Are there any support groups for women outside of ministry for those who struggle to live in a society where sex sells everywhere?
There is Heather Lindsey’s Pinky Promise Movement out of Atlanta Georgia. Her ministry is founded upon a woman making a promise to God to remain pure until marriage. If readers visit her website, they may be able to find a local chapter of women who meet regularly to encourage one another www.pinkypromisemovement.com I just began attending the Chicago chapter of Pinky Promise. Also, there may be local groups at your church or a friend’s church.
Social media is a huge way now for women seeking to please God with their bodies to stay connected and encourage one another. I would encourage readers to start their own group if there is no group available near them. For about 4 years I ran an encouragement group for those who need encouragement in walking with God. The group also ministered to me.
Utilize tools such as GroupMe, Meetup, and Facebook groups to plan events, send daily encouragement, hang out, and pray with one another. Also, there has been some great Christian blogs out there encouraging both women and men such as BLISS4Singles.com, Intercession4ageneration.org (This is my blog), Married and Young, and others. Take advantage of every form of support provided.
Have you gotten a lot of feedback from parents who want the daughter they’re raising to remain a virgin until marriage? How do you invite this conversation?

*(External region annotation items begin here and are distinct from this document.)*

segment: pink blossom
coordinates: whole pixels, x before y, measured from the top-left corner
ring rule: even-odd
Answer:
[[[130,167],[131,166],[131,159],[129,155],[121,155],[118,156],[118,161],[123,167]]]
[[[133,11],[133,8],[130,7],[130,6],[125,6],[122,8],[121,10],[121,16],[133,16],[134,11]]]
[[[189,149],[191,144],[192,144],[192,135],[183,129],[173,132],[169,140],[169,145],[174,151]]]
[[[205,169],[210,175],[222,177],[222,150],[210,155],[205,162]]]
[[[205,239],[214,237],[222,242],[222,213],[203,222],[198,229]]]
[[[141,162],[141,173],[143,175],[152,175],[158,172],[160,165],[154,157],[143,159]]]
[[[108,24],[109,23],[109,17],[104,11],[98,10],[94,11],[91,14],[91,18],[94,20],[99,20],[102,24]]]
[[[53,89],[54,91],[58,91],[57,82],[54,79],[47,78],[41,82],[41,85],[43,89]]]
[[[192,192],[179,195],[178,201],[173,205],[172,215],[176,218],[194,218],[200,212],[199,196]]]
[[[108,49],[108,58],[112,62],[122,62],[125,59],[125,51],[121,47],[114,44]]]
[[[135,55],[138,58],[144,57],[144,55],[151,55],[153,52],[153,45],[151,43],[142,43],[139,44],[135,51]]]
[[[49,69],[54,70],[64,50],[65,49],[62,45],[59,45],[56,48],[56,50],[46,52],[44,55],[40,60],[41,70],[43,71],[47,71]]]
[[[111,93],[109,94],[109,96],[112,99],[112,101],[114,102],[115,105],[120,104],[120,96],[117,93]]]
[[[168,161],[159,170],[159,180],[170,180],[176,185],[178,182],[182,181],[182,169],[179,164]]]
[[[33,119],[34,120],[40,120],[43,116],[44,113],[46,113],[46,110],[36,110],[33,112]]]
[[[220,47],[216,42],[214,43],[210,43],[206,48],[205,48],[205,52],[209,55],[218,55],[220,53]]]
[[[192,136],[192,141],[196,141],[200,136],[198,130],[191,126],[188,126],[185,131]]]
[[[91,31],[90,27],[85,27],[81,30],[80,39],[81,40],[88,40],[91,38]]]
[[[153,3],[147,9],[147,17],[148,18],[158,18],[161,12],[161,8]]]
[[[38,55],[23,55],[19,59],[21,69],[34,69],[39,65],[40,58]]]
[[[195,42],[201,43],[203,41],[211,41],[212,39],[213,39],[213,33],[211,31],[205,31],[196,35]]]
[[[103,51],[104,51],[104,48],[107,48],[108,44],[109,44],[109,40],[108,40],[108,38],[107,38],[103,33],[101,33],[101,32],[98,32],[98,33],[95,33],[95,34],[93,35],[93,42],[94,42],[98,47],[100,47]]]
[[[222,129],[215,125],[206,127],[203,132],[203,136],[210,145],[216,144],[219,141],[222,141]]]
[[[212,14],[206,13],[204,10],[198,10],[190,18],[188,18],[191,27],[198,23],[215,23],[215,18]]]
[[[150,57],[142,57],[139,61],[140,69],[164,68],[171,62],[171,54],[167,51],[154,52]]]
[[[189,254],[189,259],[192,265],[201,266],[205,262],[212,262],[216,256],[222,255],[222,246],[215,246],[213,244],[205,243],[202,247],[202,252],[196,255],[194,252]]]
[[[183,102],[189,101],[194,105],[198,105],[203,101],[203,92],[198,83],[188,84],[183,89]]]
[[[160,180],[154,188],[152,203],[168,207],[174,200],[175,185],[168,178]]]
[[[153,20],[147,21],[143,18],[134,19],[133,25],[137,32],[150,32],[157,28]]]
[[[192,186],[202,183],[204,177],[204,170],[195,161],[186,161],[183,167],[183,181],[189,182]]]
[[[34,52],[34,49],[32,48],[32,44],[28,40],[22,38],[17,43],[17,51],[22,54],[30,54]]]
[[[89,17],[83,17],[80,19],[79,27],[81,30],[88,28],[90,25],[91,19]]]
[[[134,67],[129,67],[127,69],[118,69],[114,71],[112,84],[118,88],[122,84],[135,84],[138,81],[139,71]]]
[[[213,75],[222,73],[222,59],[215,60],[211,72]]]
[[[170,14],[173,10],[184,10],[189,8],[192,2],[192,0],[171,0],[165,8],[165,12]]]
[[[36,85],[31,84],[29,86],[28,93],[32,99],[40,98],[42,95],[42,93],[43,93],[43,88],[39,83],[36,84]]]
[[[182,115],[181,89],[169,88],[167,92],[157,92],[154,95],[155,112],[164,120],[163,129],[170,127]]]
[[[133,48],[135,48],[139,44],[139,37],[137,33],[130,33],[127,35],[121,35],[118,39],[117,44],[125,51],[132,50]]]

From the book, all of the feedback I’ve gotten has been from adult women in their 20s and 30s. They have focused more on the relief of not being alone and the confidence the book gave them that they can to stand and endure the hardships of doing things God’s way, and still expect his promise.
Formerly, when I did abstinence education in public schools, I’d rarely get a parent to sit in on the class. Each time a parent did sit in, they would thank me for giving the presentation or tell me what I was teaching was correct. They really did not discuss their kids personally. I am open to talking about anything appropriate and thus would welcome any conversation on how to stay abstinent until marriage.

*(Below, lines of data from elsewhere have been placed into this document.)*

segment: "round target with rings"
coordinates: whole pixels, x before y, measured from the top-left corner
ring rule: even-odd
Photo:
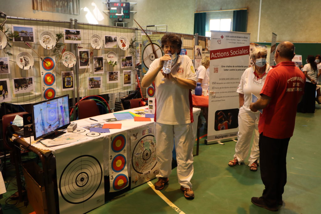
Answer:
[[[43,83],[48,86],[51,86],[55,83],[56,77],[55,75],[50,72],[48,72],[43,75]]]
[[[128,178],[124,174],[119,174],[114,179],[113,188],[115,191],[120,190],[126,187],[128,184]]]
[[[90,137],[97,137],[97,136],[99,136],[100,135],[100,133],[99,132],[92,132],[87,133],[86,134],[86,135],[87,136],[90,136]]]
[[[153,87],[150,86],[147,88],[147,94],[151,97],[154,97],[155,95],[155,89]]]
[[[91,155],[82,155],[65,167],[59,179],[59,190],[63,198],[71,204],[89,200],[101,183],[103,172],[98,160]]]
[[[149,68],[149,66],[157,58],[160,58],[163,56],[163,52],[159,45],[154,43],[153,43],[154,49],[157,54],[157,57],[153,53],[153,49],[152,45],[150,43],[147,45],[143,52],[143,62],[144,64],[147,68]]]
[[[86,130],[84,129],[75,129],[73,132],[74,133],[81,133],[83,132],[86,132]]]
[[[111,169],[115,172],[120,172],[125,168],[126,162],[126,158],[123,155],[118,154],[113,158]]]
[[[156,142],[153,135],[148,134],[137,141],[132,156],[133,168],[137,173],[152,169],[156,166]]]
[[[52,88],[48,88],[43,92],[43,97],[46,99],[55,98],[56,96],[56,91]]]
[[[46,57],[41,62],[41,66],[44,69],[49,71],[55,67],[55,60],[51,57]]]
[[[116,135],[111,141],[111,149],[114,152],[121,151],[126,146],[126,138],[120,134]]]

What nuggets do you want the readers to take away?
I would hope that the book would balance out some of the ways that we as single women look at things. It is so easy to look at things from a negative perspective when some of these things that we are assuming are negative are really good things or great opportunities to cause us to grow and to depend on Christ more. For example, I mention in the book how a male friend of mine shared that it may not be rejection on why so few guys approach mature single women of God, but the fact that they may have such respect for us that they do not want to approach us if they aren’t matching the required standard that a mature woman of God naturally carries. The man will wait until he gets himself together to approach a mature woman of God because we are keepers. That is a positive not a negative.
Going long periods of time without dating because no quality men have approached is a positive not a negative. This book helps women to renew our minds according to God’s word, and having the right mindset is something that will keep a woman prepared to receive God’s best.

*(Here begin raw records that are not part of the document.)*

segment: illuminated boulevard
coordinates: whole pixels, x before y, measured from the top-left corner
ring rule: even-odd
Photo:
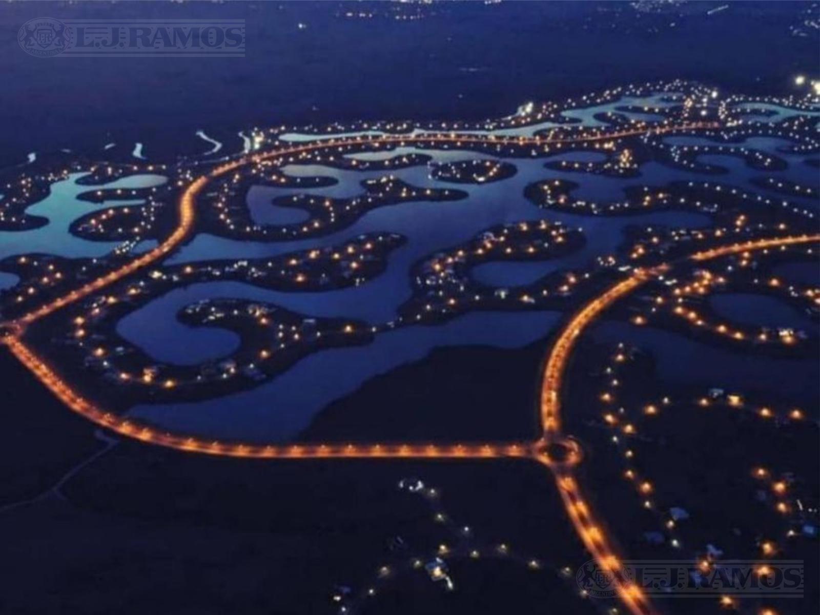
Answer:
[[[712,123],[687,124],[654,129],[653,132],[704,130],[716,127]],[[458,134],[430,134],[426,136],[388,136],[376,139],[361,137],[348,139],[329,139],[319,144],[245,157],[215,168],[208,175],[196,179],[183,192],[179,201],[180,223],[174,232],[157,248],[139,257],[89,284],[30,312],[18,321],[6,323],[7,335],[2,339],[11,353],[63,403],[75,412],[98,426],[129,438],[150,442],[179,450],[211,455],[262,458],[522,458],[534,460],[548,467],[553,473],[563,501],[567,517],[584,545],[604,567],[620,581],[617,584],[618,597],[633,615],[646,615],[654,612],[651,604],[640,590],[630,584],[619,572],[618,559],[602,523],[596,519],[586,503],[576,475],[575,468],[582,458],[578,444],[563,434],[561,428],[561,390],[564,373],[575,344],[582,332],[597,321],[615,302],[630,294],[643,284],[669,269],[660,265],[651,269],[636,269],[626,279],[616,283],[603,294],[581,308],[559,331],[547,357],[541,385],[540,416],[543,435],[535,442],[490,442],[471,444],[257,444],[206,441],[186,435],[175,435],[122,418],[96,406],[78,394],[70,384],[64,381],[46,362],[38,357],[23,341],[22,335],[30,323],[42,317],[81,299],[126,276],[154,262],[178,246],[189,235],[195,220],[197,196],[211,179],[228,173],[248,163],[269,158],[279,158],[308,153],[312,151],[340,148],[345,145],[403,145],[412,143],[448,143],[492,145],[549,145],[572,141],[611,139],[645,134],[643,130],[622,131],[580,137],[575,139],[549,139],[540,138],[499,139],[493,137],[465,136]],[[743,244],[733,244],[699,252],[690,256],[695,261],[705,261],[732,253],[766,249],[794,244],[820,240],[820,235],[801,235],[757,239]]]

Russelyn Williams is the author of “The Single Christian Woman’s Guide” and the visionary for “Intercession For A Generation”, an award-winning young adult blog and ministry website. Her content focuses on life and relationship lessons from a Biblical perspective, with a special reach for singles and single women in particularly. She has had her various struggles on her way to wholeness in which she continues to overcome through her intimate relationship with Jesus Christ.
She has taught abstinence education and healthy decision-making skills in public schools, juvenile detention centers, and churches for the past four years. She has her B.A. in Communications Media Arts & Theater from Chicago State University. Outside of writing, Russelyn enjoys reading, fellowship with friends, watching a good movie, and cooking. She resides in the suburbs of Chicago, IL.